Reviewed by Roy R. Behrens
Department of Art, University of Northern Iowa, USA.
http://www.bobolinkbooks.com

ballast@netins.net

The current heightened interest in camouflage can be at least partly attributed to Charles Darwin. In The Origin of Species, first published in 1859, he hypothesized that the evolution of species occurs not through divine intervention but by autonomous natural selection, and that the likelihood of survival is weighted in favor of those that are better fitted than others. By the turn of the century, the study of natural camouflage (known then as "protective coloration") became a research theatre for the confirmation of Darwin’s theories. Knowing that, it is of additional interest to find (as this book ably documents) that one of the chief participants in wartime British camouflage was Robin Darwin (1910-1974), a painter and descendent of the famous naturalist.

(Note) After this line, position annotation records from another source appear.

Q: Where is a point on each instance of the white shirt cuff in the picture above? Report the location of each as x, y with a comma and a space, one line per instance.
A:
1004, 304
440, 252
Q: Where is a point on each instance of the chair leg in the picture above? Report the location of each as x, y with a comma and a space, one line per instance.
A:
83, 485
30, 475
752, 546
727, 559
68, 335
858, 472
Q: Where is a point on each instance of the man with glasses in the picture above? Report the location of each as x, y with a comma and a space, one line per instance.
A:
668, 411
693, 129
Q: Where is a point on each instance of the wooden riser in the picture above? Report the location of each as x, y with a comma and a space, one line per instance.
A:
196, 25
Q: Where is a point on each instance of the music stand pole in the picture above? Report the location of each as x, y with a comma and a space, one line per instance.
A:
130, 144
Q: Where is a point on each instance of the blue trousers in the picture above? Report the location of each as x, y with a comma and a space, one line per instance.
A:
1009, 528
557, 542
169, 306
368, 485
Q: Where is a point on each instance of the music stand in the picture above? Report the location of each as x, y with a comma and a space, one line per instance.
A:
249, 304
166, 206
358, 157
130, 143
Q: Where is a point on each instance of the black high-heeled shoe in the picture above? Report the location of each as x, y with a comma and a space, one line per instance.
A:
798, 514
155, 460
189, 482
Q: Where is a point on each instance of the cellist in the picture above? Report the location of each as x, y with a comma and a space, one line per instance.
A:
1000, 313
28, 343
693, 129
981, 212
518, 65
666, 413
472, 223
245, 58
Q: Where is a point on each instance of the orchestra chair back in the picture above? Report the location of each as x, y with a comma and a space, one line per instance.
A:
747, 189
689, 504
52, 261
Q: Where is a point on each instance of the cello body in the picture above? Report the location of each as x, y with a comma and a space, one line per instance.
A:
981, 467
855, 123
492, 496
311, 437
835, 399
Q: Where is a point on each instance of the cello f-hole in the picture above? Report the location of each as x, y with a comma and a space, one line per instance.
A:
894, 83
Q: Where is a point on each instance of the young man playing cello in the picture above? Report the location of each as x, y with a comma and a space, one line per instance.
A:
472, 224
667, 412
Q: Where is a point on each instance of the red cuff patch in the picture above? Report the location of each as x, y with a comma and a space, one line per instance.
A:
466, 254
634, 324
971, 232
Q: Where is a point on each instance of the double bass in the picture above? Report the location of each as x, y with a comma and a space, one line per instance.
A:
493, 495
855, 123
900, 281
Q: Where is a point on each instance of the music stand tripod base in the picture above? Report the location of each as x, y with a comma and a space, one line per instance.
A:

During World War II, Robin Darwin became secretary to the British Camouflage Committee, where he spoke in favor of using artists as camouflage experts, along with architects, engineers and scientists. Later, a few years after the war, when the Royal College of Art was reopened and reorganized, Robin Darwin was appointed its director. One of the achievements of this book is to reveal the surprising extent to which artists associated with the college (whether before or after the war) were also directly connected with the development of camouflage: indeed, in the years that followed the war, nearly all the school’s faculty in graphics, printmaking, industrial and furniture design, and jewelry, along with a number of tutors and guest artists, had in some way served as camouflage advisors.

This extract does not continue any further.